Re:Condorcet, not IRV

[metamatic]

The existence of preference cycles in condorcet results is a pretty serious problem. Frankly, it makes it a non-starter as far as I'm concerned.

Wikipedia lists seven different algorithms for resolving cycles. Can you imagine TV news explaining to the average American how the set theory behind the Schwartz set method determines the President?

IRV may be flawed, but it's easily understandable, and a huge improvement on FPTP.

This is the one state...

[dimension6]

...whose senator actually voted against the Patriot Act.

This seems to be a BS political move

Sorry folks. As someone who knows Wisconsin state IT (and posting anonymously). The voter registration server and apps (SVRS) are CITRIX based. And the papers are already publishing complaints about that application. It is failing to poor project management by state workers with a history of poor project management.

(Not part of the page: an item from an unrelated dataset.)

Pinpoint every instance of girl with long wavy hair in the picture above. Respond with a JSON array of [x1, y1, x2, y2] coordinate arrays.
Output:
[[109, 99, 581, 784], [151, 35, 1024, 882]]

The state CIO is a linux advocate (Matt M.), but even he had to bow to pressure for a high profile project and go with HP UX. And our efforts to get rid of MS Exchange had been fairly difficult, and may yet hit the papers. (Even the governor's office hasn't attempted the email conversion despite Larry Ellison's visit...Oracle is trying to help replace MS). The governor can sign anything he wants in to law, but how will it be implemented? And how will the municipalities feel about further requirements to get voters registered and voting, when SVRS works so poorly? It sounds like the average Wisconsin citizen is not going to be very happy with what the state government dictates. From my point of view, too many state IT management folk are jumping on the open source bandwagon because of the CIO, rather than practising good IT. Sounds like the governor signed into law a feel good law without thinking about the consequences. Do I have the answers? Nope, just know this will be a great idea, poorly implemented.